The calculation in RFEM is performed nonlinearly using the linear static analysis with the following settings for the Newton-Raphson solver:
- Number of load increments: 10
- Maximum number of iterations: 100
Verification
For verification purposes, a Python script (see Python code for Verification Example 9964, a non-linear 1D FEA verification example using the Newton-Raphson method. ) was developed that implements the Newton-Raphson method to solve the nonlinear equilibrium condition. The calculation is based on the defined material function and serves to independently verify the computational results from RFEM.
Result Comparison
The following table compares the displacements u of Node 2 for the 10 load increments:
| Load P [kN] | uRFEM6 [mm] | uScript [mm] | Abs. Dev. [mm] | Rel. Dev. [%] |
|---|---|---|---|---|
| 75.00 | 0.4464 | 0.4460 | 0.0004 | 0.09% |
| 150.00 | 0.8929 | 0.8930 | 0.0001 | 0.01% |
| 225.00 | 1.3393 | 1.3390 | 0.0003 | 0.02% |
| 300.00 | 1.7857 | 1.7860 | 0.0003 | 0.02% |
| 375.00 | 2.2321 | 2.2320 | 0.0001 | 0.00% |
| 450.00 | 5.7128 | 5.4950 | 0.2178 | 3.81% |
| 524.99 | 12.0050 | 11.8780 | 0.1270 | 1.06% |
| 599.99 | 23.1933 | 23.1580 | 0.0353 | 0.15% |
| 674.99 | 41.7599 | 41.7310 | 0.0289 | 0.07% |
| 749.98 | 70.6726 | 70.6720 | 0.0006 | 0.00% |
Summary
The results of the RFEM analysis are virtually identical to those of the independent reference calculation.
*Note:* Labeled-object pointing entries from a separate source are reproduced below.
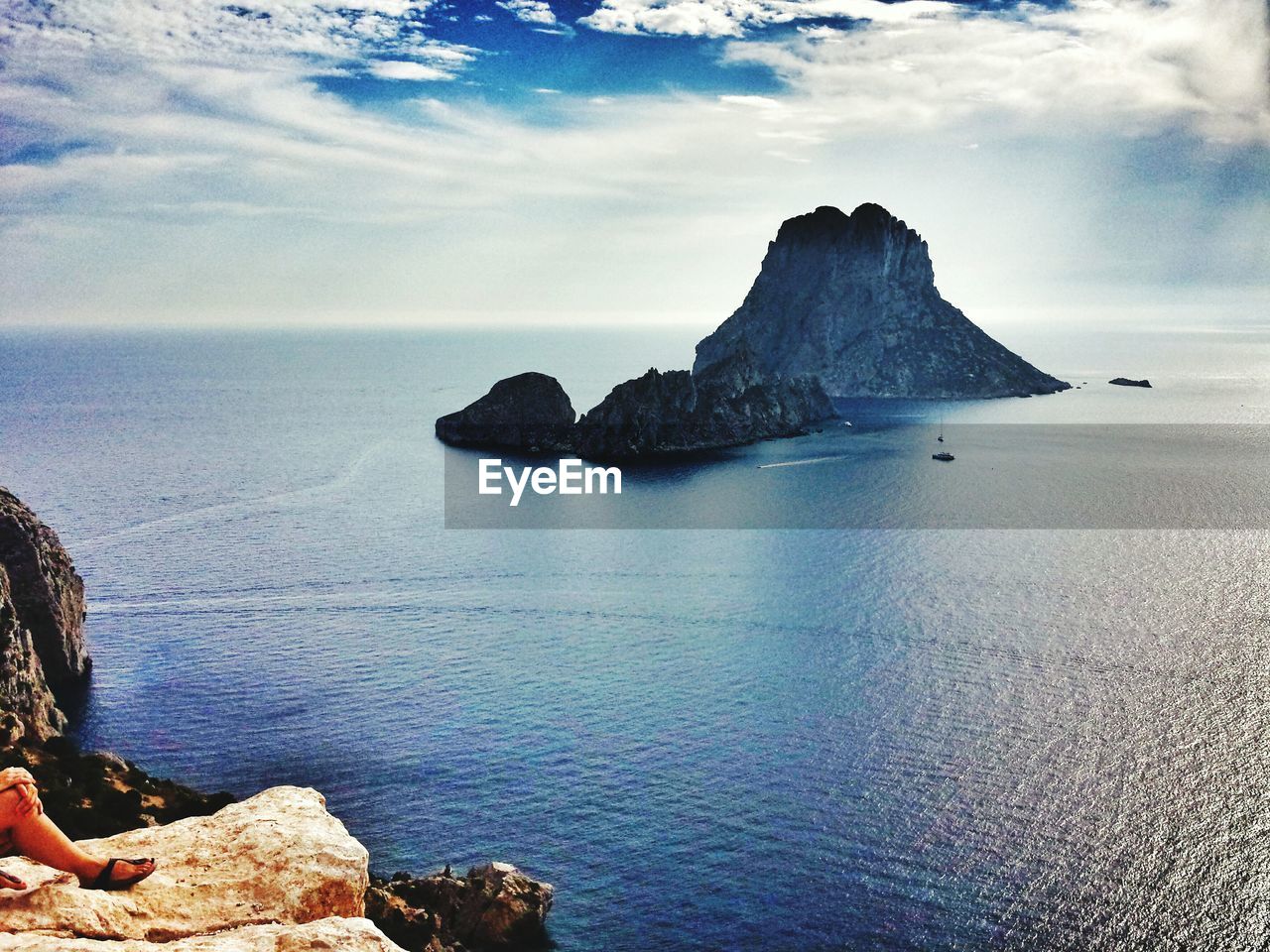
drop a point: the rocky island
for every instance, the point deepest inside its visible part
(843, 306)
(851, 299)
(272, 873)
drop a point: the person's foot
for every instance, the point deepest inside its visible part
(119, 874)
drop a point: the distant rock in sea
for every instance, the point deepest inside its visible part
(677, 412)
(658, 414)
(851, 298)
(529, 412)
(844, 304)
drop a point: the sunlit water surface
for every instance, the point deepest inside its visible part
(706, 740)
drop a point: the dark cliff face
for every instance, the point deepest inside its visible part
(527, 412)
(677, 412)
(24, 693)
(48, 593)
(658, 414)
(851, 298)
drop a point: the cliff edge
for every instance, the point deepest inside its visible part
(44, 656)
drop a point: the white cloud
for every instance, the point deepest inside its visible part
(538, 12)
(1143, 62)
(206, 132)
(404, 70)
(752, 102)
(304, 36)
(733, 18)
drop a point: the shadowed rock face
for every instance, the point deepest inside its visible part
(658, 414)
(527, 412)
(677, 412)
(48, 593)
(495, 906)
(24, 694)
(852, 301)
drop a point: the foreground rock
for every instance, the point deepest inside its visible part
(851, 298)
(529, 412)
(679, 412)
(495, 906)
(277, 857)
(48, 593)
(331, 934)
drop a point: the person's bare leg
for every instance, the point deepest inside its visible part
(39, 838)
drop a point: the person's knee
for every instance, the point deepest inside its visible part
(9, 801)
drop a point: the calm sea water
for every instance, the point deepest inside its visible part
(706, 740)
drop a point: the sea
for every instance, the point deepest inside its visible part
(910, 733)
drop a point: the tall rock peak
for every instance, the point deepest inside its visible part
(851, 298)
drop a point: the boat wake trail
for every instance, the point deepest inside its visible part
(240, 506)
(804, 462)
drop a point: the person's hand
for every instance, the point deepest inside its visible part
(13, 777)
(30, 803)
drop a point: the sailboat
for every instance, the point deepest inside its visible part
(943, 456)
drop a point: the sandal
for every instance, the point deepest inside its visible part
(103, 880)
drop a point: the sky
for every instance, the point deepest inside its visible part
(550, 163)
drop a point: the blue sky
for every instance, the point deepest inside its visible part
(388, 162)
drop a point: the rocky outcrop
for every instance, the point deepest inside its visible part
(492, 907)
(679, 412)
(278, 857)
(48, 593)
(851, 298)
(333, 934)
(272, 873)
(26, 697)
(529, 412)
(99, 794)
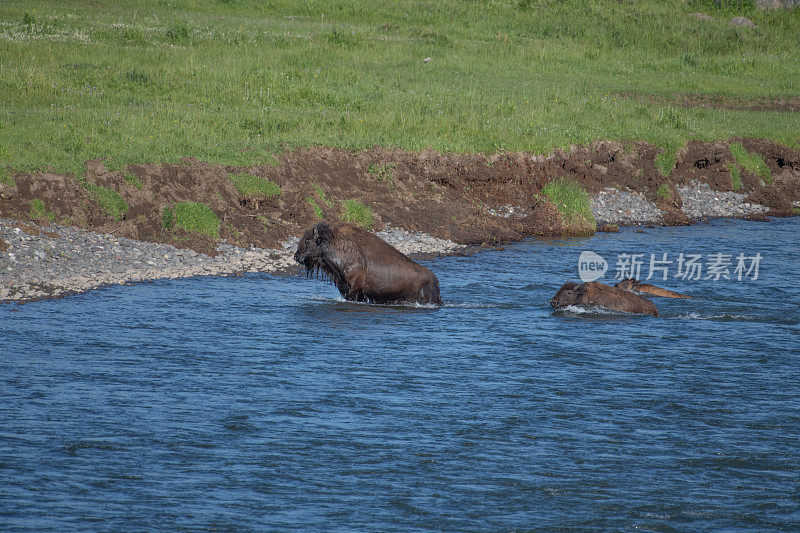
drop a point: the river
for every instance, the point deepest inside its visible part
(266, 403)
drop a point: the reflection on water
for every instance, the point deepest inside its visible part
(261, 402)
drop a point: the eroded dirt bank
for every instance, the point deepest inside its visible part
(467, 198)
(58, 236)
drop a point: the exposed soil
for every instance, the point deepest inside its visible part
(784, 105)
(451, 196)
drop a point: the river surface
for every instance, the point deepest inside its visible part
(267, 403)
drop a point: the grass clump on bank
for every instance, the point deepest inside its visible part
(252, 186)
(5, 177)
(665, 161)
(191, 216)
(109, 199)
(572, 202)
(354, 212)
(751, 162)
(736, 176)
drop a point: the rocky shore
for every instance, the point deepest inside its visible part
(56, 260)
(41, 262)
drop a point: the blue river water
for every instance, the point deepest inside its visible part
(266, 403)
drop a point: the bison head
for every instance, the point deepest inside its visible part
(310, 250)
(566, 295)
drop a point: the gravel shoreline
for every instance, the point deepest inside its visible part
(41, 262)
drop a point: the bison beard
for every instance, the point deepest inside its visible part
(364, 267)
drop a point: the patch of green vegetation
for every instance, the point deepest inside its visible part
(317, 210)
(109, 199)
(196, 217)
(250, 185)
(321, 194)
(736, 175)
(133, 180)
(167, 218)
(383, 172)
(515, 75)
(751, 162)
(572, 201)
(39, 211)
(5, 177)
(357, 213)
(665, 161)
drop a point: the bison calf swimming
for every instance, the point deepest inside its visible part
(364, 267)
(595, 294)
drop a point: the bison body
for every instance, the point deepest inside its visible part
(595, 294)
(364, 267)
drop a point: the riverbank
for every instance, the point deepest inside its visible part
(52, 260)
(61, 234)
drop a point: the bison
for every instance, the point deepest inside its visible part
(595, 294)
(364, 267)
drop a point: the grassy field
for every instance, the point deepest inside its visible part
(236, 81)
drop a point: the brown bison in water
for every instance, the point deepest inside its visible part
(634, 285)
(595, 294)
(364, 267)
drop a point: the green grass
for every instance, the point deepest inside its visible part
(195, 217)
(109, 199)
(572, 201)
(40, 212)
(141, 82)
(250, 185)
(736, 175)
(354, 212)
(665, 161)
(5, 177)
(751, 162)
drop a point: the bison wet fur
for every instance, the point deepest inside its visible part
(595, 294)
(364, 267)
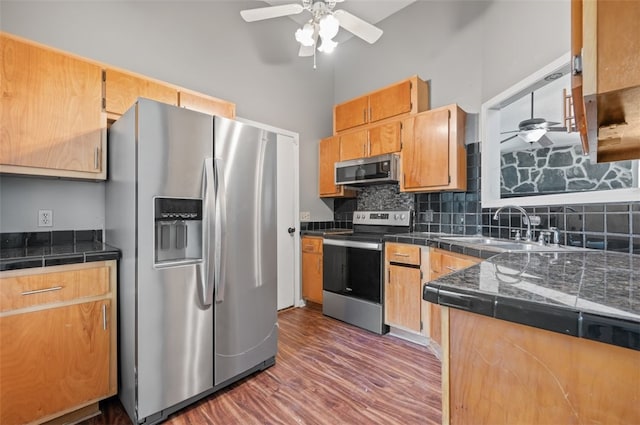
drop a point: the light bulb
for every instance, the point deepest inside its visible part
(329, 26)
(327, 45)
(304, 35)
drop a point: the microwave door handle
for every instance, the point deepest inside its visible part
(205, 269)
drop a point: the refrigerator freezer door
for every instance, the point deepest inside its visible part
(174, 327)
(246, 329)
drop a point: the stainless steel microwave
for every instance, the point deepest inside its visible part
(376, 169)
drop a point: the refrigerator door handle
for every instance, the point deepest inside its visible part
(220, 236)
(206, 268)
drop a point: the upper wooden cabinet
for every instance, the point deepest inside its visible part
(206, 104)
(328, 155)
(122, 89)
(608, 75)
(51, 112)
(405, 97)
(433, 155)
(376, 140)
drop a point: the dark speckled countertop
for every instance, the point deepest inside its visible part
(41, 249)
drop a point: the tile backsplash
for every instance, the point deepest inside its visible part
(614, 227)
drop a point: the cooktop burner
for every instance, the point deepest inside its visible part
(370, 226)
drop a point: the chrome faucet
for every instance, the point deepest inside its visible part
(525, 215)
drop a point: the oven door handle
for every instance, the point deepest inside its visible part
(375, 246)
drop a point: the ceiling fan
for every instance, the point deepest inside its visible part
(324, 23)
(534, 130)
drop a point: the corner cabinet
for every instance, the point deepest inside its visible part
(605, 40)
(434, 155)
(442, 262)
(122, 89)
(404, 97)
(328, 155)
(312, 269)
(51, 112)
(58, 349)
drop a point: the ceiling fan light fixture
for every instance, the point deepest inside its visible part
(532, 136)
(327, 46)
(304, 35)
(329, 26)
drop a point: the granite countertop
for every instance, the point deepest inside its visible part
(585, 293)
(42, 249)
(323, 232)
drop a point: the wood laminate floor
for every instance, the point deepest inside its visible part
(326, 372)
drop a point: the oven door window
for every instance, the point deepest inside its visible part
(354, 272)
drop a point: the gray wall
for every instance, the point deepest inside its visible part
(202, 45)
(468, 50)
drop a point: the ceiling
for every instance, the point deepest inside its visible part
(372, 11)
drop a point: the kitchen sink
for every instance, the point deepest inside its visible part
(489, 243)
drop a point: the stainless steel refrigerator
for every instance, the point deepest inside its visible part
(191, 202)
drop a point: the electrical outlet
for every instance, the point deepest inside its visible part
(45, 218)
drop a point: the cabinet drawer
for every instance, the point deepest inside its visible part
(27, 290)
(311, 244)
(404, 254)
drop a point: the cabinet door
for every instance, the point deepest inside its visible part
(354, 145)
(390, 101)
(403, 297)
(328, 156)
(53, 360)
(122, 89)
(51, 112)
(350, 114)
(425, 151)
(385, 138)
(312, 277)
(206, 104)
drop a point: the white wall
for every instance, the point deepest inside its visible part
(203, 45)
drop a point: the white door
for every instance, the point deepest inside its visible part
(288, 221)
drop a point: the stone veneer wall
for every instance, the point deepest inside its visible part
(559, 170)
(614, 227)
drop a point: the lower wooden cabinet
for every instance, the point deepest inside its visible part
(312, 269)
(442, 262)
(58, 340)
(403, 287)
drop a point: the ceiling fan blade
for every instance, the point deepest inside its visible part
(251, 15)
(305, 51)
(557, 129)
(545, 141)
(357, 26)
(508, 138)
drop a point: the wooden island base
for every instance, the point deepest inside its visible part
(498, 372)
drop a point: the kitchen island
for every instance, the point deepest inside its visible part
(550, 337)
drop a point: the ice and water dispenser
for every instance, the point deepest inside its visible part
(178, 231)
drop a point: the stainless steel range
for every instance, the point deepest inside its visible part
(353, 288)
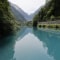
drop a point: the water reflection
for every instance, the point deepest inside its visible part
(51, 40)
(31, 44)
(7, 45)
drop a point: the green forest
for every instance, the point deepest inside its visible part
(49, 12)
(8, 24)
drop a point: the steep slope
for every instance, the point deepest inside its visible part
(51, 11)
(7, 21)
(18, 13)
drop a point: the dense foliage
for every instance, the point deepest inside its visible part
(49, 12)
(7, 21)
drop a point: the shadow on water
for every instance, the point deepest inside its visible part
(51, 40)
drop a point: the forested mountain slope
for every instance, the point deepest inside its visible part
(49, 12)
(7, 21)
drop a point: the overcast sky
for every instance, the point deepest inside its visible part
(29, 6)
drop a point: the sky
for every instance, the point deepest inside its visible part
(29, 6)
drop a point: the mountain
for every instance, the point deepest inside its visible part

| Max. absolute deviation | 0.2178 mm |
| Max. relative deviation | 3.81% |
| Correlation coefficient R2 | 0.999987 |
| Relative deviation (final load increment) | 0.00% |
Numerical verification confirms excellent agreement between the RFEM calculation and the reference solution. The maximum relative deviation of 3.81% occurs locally in the transition region to plastic strain and is attributable to the discretization of the continuous power-law model into discrete nodal points. In the final load increment, the difference between the two models is negligible at less than 0.01%. With a coefficient of determination of R2 ≈ 1.0, the correctness of the material model implemented in RFEM 6 is designed.